Alors, notre Cuturo-blog de classe, que permet-il d’autre qui ne soit pas possible sans lui? Qu’offre-t-il de différent de ce qu’offre déjà la classe? Voici quelques éléments de réflexion que je soumets volontiers à vos propres réflexions, analyses et expérimentations.

  • s’exprimer dans et hors de la classe,

Qu’il s’agisse de relation pédagogique, de relations entre pairs ou de relations aux savoirs, la dimension relationnelle se révèle essentielle et incontournable dans une vie de classe. On parle beaucoup d’individualisation dans le milieu de la formation; j »aime de moins en moins ce mot, je l’avoue bien volontiers. Il efface la personne et contourne le collectif. Au terme d’individualisation je préfère nettement celui de personnalisation.

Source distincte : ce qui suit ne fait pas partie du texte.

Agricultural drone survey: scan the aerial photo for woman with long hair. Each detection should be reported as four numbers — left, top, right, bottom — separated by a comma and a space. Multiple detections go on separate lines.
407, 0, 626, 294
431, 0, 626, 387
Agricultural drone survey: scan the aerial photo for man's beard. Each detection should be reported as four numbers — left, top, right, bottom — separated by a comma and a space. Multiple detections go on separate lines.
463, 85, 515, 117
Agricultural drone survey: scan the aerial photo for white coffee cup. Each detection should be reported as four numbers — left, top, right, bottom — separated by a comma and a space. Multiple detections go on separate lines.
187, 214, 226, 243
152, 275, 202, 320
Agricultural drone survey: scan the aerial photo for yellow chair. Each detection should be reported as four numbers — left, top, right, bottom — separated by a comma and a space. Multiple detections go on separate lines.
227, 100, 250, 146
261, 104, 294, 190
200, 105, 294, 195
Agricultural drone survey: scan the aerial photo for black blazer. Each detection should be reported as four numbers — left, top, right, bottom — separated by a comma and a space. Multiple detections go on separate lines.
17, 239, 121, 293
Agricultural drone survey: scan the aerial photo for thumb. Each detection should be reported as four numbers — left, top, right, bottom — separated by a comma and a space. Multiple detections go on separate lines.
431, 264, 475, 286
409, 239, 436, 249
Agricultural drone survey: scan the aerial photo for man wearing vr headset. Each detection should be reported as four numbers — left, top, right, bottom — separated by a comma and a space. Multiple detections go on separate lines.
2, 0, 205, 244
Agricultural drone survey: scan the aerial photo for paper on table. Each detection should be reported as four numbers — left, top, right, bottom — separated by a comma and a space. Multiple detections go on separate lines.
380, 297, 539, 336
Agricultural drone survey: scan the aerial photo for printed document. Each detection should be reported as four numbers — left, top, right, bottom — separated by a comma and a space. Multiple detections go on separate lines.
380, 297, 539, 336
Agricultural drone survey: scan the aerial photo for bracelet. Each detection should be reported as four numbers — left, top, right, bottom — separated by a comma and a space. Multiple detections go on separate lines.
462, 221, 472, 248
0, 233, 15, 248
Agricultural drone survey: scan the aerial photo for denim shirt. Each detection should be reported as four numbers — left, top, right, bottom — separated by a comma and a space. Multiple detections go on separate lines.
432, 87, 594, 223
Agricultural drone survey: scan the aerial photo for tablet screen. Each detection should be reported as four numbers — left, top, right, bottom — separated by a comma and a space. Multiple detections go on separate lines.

On y reconnaît davantage l’existence de la personne en lien avec l’existence du groupe auquel elle appartient. On apprend toujours seul mais jamais sans les autres est un des leitmotivs de Philippe Carré. Je l’expérimente pour ma part chaque jour en classe avec mes élèves. Le blog de classe permet à cette personnalisation de la relation de se poursuivre dans un espace-temps autre que celui de la classe. La relation ainsi que l’expression de cette relation sont au cœur du dispositif d’apprentissage; elles sont au cœur même de l’acte d’apprendre.  Qu’elle soit orale ou écrite, l’expression est un des modes relationnels qui favorise la mise en place d’un apprentissage dynamique, évolutif, vivant, incarné. Développer et organiser cette expression au sein de la classe est une des choses les plus délicates à  gérer pour un enseignant. Qui questionne? Qui répond? Qui propose? Qui exprime et s’exprime? Bien souvent…ce sont toujours les mêmes, avec en exergue la parole de l’enseignant trônant sur l’estrade.

Lorsque la première année j’ai mis en ligne notre premier blog de classe, j’ai progressivement vu s’établir de nouveaux flux de communication, de nouvelles formes d’interaction, de nouveaux espaces d’expression plus propices pour certains à l’expression de soi. Soi et les autres. Soi au sein d’un collectif numérique, mais non moins réel pour autant. Un collectif moins intimidant, moins impressionnant sans doute pour certains enfants plus timides, plus inhibés, moins confiants. Quelle que soit l’importance de l’enjeu éducatif, on ne peut forcer un enfant ni à apprendre, ni à entrer en relation, ni à s’exprimer. On ne peut que l’y inviter, lui tendre chaque jour la main, lui exprimer notre présence et lui signifier son existence. Et puis, peut-être, sans doute, sans aucun doute, un jour, on le verra entrer dans la danse. C’est ce que j’ai pu en effet constater et expérimenter via le blog de classe. J’y ai vu, lu et entendu des enfants qui peinaient à s’exprimer en tant qu’élève et qui peu à peu, à leur rythme, via un espace autre que celui de la classe, de l’école, du cadre institutionnel, se sont autorisés à se construire une identité d’élève . Le blog de classe a cette particularité de représenter la classe sans pour autant en imposer le cadre. Ni obligation de lieu, ni obligation d’horaire, ni obligation de contenu, ni obligation de résultat, ni obligation de présence. Et pourtant…ils sont là, ils y reviennent, ils en redemandent. Intéressant je trouve…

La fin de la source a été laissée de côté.